On the sixteenth day of May, 1691, 58 Teran set out from the Presidio of Coaguila with his men and baggage, travelling in a northerly direction. On the fourth 59 of August following they arrived at the Mission of San Francisco de los Texas, which the first discoverer, Alonzo de Leon, had founded.
On the eighth of September, 60 they met the company (gente) of the captain of the sea-expedition, who had been on land since the twentieth 61 of July preceding, staying at the Bay of Espiritu Santo.

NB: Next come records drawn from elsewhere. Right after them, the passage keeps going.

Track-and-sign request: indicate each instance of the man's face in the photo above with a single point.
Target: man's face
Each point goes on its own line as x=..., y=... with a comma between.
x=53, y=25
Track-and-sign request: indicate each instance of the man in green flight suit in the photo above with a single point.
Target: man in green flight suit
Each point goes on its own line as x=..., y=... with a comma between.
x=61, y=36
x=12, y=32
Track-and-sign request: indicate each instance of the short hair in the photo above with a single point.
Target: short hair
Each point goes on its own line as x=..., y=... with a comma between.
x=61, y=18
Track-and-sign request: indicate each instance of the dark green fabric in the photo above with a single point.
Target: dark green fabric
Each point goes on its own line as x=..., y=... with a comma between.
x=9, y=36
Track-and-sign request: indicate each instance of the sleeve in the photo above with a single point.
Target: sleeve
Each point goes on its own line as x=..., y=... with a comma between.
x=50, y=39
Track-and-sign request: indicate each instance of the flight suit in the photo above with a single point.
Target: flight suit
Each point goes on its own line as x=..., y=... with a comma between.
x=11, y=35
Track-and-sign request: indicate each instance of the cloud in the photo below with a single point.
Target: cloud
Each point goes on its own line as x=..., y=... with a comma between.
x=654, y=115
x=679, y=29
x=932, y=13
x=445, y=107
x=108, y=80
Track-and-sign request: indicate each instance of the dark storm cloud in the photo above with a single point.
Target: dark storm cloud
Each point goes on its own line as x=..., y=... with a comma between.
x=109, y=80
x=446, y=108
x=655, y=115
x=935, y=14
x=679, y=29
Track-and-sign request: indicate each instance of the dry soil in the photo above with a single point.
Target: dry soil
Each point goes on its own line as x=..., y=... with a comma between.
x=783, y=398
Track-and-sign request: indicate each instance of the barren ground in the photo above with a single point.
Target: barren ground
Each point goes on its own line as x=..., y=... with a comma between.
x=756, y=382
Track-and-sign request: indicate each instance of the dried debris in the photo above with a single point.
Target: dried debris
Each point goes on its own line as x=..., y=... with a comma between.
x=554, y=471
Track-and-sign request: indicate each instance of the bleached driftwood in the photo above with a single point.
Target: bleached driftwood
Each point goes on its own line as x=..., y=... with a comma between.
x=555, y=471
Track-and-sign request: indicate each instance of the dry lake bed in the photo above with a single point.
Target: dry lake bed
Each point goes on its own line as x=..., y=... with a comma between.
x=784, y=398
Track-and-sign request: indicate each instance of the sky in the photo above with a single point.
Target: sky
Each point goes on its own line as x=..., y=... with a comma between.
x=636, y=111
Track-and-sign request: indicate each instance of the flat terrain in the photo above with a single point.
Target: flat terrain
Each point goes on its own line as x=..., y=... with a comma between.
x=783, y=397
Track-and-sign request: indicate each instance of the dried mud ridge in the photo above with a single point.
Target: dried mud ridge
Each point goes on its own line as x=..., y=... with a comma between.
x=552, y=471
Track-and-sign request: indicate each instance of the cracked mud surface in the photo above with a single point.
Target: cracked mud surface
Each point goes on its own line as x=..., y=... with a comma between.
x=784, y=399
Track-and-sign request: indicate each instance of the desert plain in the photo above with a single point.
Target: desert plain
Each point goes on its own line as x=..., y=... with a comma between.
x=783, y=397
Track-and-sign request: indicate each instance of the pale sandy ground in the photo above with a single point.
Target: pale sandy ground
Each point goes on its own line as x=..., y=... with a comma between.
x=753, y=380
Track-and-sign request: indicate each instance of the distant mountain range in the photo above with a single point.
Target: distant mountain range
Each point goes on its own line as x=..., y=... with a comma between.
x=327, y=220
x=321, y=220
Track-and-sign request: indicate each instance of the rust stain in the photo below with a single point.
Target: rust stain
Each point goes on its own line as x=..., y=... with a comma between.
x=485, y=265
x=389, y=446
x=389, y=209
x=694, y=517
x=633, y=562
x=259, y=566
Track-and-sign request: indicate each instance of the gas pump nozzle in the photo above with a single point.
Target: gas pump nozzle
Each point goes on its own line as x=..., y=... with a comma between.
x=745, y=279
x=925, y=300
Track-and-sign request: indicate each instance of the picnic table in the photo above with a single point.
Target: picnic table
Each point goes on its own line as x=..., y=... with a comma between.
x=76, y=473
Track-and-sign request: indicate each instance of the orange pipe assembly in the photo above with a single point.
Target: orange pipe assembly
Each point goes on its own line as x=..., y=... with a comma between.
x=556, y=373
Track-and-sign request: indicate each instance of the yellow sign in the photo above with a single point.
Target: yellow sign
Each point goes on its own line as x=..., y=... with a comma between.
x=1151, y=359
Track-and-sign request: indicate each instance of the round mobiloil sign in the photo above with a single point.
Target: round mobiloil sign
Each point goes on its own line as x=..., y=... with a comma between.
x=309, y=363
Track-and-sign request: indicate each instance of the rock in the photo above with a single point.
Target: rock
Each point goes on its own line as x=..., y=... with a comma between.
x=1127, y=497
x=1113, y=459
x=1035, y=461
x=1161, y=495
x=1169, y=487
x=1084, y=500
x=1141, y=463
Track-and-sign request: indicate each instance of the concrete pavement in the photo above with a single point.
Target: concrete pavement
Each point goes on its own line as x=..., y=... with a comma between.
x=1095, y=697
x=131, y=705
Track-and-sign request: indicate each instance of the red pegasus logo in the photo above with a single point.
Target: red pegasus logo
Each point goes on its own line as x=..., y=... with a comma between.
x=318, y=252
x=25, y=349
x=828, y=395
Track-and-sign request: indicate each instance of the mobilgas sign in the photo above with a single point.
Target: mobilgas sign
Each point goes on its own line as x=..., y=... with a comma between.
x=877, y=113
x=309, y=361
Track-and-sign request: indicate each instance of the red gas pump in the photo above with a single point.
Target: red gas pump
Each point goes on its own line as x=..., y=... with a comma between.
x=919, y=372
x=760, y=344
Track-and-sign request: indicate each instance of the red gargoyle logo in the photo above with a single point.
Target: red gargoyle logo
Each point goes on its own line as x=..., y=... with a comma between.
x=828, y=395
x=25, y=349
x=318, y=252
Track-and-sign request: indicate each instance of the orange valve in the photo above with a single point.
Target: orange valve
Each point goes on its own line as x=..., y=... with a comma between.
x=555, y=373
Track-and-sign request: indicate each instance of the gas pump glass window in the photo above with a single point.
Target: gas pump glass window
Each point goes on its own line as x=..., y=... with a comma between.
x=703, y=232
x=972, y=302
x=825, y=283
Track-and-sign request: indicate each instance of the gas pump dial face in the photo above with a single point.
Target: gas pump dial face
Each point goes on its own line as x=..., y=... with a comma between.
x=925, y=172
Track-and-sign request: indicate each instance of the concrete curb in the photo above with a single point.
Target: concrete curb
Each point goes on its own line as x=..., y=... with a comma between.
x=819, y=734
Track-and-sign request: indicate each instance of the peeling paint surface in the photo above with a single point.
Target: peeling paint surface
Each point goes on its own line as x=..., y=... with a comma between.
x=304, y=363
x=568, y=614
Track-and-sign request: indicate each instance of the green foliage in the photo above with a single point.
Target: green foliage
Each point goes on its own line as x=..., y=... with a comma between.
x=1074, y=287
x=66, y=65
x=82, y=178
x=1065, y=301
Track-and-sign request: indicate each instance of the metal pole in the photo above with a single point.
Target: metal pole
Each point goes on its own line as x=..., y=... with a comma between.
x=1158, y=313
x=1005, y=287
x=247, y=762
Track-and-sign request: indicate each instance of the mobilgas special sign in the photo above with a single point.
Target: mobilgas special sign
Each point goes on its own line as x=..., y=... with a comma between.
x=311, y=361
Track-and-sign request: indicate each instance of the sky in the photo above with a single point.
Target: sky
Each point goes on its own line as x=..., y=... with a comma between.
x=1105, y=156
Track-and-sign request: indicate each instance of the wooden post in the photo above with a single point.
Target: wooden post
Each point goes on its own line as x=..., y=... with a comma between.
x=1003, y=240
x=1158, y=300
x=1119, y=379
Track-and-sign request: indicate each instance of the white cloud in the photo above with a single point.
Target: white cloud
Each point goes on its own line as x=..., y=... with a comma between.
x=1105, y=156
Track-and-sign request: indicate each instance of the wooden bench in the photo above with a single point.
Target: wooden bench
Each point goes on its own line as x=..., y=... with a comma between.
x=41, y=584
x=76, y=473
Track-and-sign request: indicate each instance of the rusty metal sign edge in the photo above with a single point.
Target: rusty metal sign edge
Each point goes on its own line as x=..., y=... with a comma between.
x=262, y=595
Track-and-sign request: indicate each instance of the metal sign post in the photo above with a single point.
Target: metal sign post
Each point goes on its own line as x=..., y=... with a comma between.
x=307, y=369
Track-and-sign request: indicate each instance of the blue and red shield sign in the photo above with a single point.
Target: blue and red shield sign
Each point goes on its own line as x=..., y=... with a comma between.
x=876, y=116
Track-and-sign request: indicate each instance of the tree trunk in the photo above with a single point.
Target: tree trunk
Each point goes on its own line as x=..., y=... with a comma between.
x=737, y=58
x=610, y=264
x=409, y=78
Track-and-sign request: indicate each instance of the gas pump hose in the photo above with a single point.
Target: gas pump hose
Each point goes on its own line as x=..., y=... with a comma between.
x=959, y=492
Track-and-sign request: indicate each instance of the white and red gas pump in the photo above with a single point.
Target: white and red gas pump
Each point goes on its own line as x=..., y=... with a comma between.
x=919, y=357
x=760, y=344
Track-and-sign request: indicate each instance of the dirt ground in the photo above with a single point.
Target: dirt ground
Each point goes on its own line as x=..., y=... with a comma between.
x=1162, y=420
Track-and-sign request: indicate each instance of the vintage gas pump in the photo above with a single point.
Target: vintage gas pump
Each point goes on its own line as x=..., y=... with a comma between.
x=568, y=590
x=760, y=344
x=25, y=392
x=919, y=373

The ill-feeling (disgustos) and the disagreements which arose between the governor and the missionary fathers 62 rendered this expedition ineffectual. The lack of progress of the mission established by Captain Alonzo de Leon, and the severe season, which brought very heavy snows and overflows of rivers, 63 threw the minds of all into consternation; and Governor Teran returned by sea to Vera Cruz from the Bay of Espiritu Santo, or San Bernardo, leaving in charge of [the mission] fifteen religious 64 and one corporal. 65
The only thing accomplished by this entrada was the discovery that the Cadodachos 66 River was navigable; for, although the religious devoted themselves to founding the missions, these were of very short duration, because of the failure of crops, the death of stock, and the disaffection (disgustos) of the Indians, who stoutly held (acerimos en seguir) to their superstitions, believing that the water of baptism caused them to die. 67 To the foregoing [reasons] were added the [facts] that the soldiers caused them [the Indians] many vexations, and that, as a result of the whole [situation], threats had been made against the religious. Dreading death at the hands of the Indians, they left the country in the year 1693, 68 abandoning everything; and the diligent efforts (diligencias] made up to that time with immense expense to the royal treasury, were frustrated. 69
Twenty-two years had passed without their thinking again about the conversion of the Texas, 70 when, in the year seventeen hundred and fifteen, 71 while His Excellency the Duque de Linares was governing this Nueva España, there came in from Luisiana to the Rio Grande del Norte Don Luis de San Denis and Don Medar Jalot with two 72 other Frenchmen. They brought a passport from their governor, Monsieur de la Mota Cadillac, and an order to buy horses, cattle, and other stock from our Texas missions, which they believed to be in existence. 73
San Denis stated (declaró) that he had been summoned by the aforesaid governor for that purpose; that having left Movila [Mobile] with twenty-four Canadian soldiers, he had sailed westward along the Misisipi River, forty leagues to the fort of San Juan, of which he was captain for the Most Christian King 74; that from there he had continued his course to the Roxo [Red] River, forty leagues farther to the north; that eighty leagues to the west he had disembarked among the Nachitoches, a nation that for fourteen years had been trading with the French. 75
From this point he had followed on foot the route to the Texas, where he and his party were well received. When San Denis' intention of coming to our frontiers became known to the Indians, they charged him straitly to ask in their name that missionaries be sent to them, and among these the Padre Fray Francisco Hidalgo de la Cruz of Queretaro, and a Viscayan named Captain Urrutia, whom they had known since the establishment of the old, abandoned missions, [both of whom] were most acceptable to them. 76
Accompanied by twenty-five Texas with their aged chief, Bernardino 77 and three Frenchmen, 77 leaving the rest at that place, 78 San Denis set out in search of the Presidio of San Juan Bautista del Rio Grande.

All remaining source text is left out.